After a week dominated by talk of spying and subterfuge, a saga that shows no signs of abating, the immediate focus switches back to the track and a title fight that remains too close to call.
McLaren's double world champion Fernando Alonso senses the momentum is with him after winning the previous race in Germany to move just two points behind 22-year-old rookie team mate Lewis Hamilton with seven rounds left.
The Spaniard, who turned 26 on Sunday, can now seize the outright lead for the first time since April at the circuit where he took his first grand prix victory as a 22-year-old with Renault in 2003.
"It was great to take the win in Germany and I hope to achieve the same result in Hungary," he said in a team preview that made no mention of the off-track controversy that still hangs over his team's title prospects.
"The track will always be special to me. I usually enjoy the race."
With overtaking difficult at the best of times at one of the slowest of circuits, Alonso will have to make sure that he outqualifies both Hamilton and the Ferraris.
Ferrari's Felipe Massa, swept aside by Alonso in a wheel-banging finale at the Nuerburgring, will be out for revenge.
The Brazilian is nine points behind Alonso.

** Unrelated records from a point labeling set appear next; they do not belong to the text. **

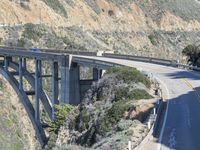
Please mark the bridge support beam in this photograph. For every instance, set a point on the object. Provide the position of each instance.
(6, 62)
(55, 87)
(65, 82)
(38, 88)
(74, 84)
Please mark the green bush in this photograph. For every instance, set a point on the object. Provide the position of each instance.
(129, 74)
(193, 54)
(32, 32)
(136, 94)
(56, 6)
(113, 116)
(153, 39)
(60, 115)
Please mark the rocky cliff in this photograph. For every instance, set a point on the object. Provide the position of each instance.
(152, 28)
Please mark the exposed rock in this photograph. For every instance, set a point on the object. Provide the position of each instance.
(108, 117)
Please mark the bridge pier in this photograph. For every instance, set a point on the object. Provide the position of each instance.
(6, 61)
(97, 74)
(38, 88)
(74, 84)
(55, 87)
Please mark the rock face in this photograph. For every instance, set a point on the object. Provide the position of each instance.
(15, 127)
(110, 115)
(151, 28)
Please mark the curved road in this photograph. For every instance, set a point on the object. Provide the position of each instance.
(181, 126)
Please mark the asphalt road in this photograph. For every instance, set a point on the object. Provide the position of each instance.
(181, 89)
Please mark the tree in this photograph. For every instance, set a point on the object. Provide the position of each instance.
(193, 54)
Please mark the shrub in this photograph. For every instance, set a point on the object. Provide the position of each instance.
(32, 32)
(193, 54)
(60, 115)
(153, 39)
(113, 116)
(56, 6)
(136, 94)
(129, 74)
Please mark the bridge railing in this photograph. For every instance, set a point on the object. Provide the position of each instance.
(166, 62)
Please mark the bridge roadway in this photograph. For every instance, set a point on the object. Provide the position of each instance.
(181, 91)
(181, 88)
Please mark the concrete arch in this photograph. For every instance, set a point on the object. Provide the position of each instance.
(40, 134)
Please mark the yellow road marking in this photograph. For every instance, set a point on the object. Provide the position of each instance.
(191, 86)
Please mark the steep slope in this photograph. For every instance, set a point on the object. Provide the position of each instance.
(15, 127)
(104, 15)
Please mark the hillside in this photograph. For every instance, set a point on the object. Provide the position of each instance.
(153, 28)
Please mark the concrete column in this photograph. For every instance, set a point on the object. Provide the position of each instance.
(97, 74)
(54, 87)
(20, 74)
(37, 89)
(74, 84)
(65, 82)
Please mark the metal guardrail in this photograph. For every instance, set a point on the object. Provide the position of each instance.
(141, 58)
(165, 62)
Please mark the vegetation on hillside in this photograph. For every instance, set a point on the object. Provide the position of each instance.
(193, 54)
(104, 107)
(56, 6)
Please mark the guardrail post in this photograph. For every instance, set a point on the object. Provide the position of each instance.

Ferrari are 27 adrift of McLaren, who emerged unscathed from a hearing of the governing body last Thursday that found them to have been in unauthorised possession of Ferrari technical information. The affair will now go to appeal.
Hamilton, the Briton whose nine race run of podium finishes came to an end with ninth place at the Nuerburgring, will be doing all he can to keep the lead through the summer break.
"We have as good a chance as anyone at the race," he said.
"We have a great car and it is important that I go with a clear mind and the same approach as normal but there is no reason why we can't go there and win."
Throw Ferrari's Kimi Raikkonen, winner here with McLaren in 2005 and runner-up in 2003, into the Hungaroring and Sunday promises to be another full-on four-way battle.
Raikkonen, a three-times winner, needs another victory to haul himself back into the reckoning after a retirement at the Nuerburgring left him 18 points off the lead.
Briton Jenson Button, who took an emotional first win for Honda on a wet afternoon in Hungary last year, can expect to finish way down the order this time.
He and Honda have only a point since the end of last season and even eighth place would be something to celebrate.
"Obviously it will be quite a different race for us this year but hopefully we can keep up the steady progress we have been making and take another step forward," said Button.
The starting grid will see two new faces from the last race, with 20-year-old German Sebastian Vettel replacing American Scott Speed at Toro Rosso and Japan's Sakon Yamamoto at tail-enders Spyker.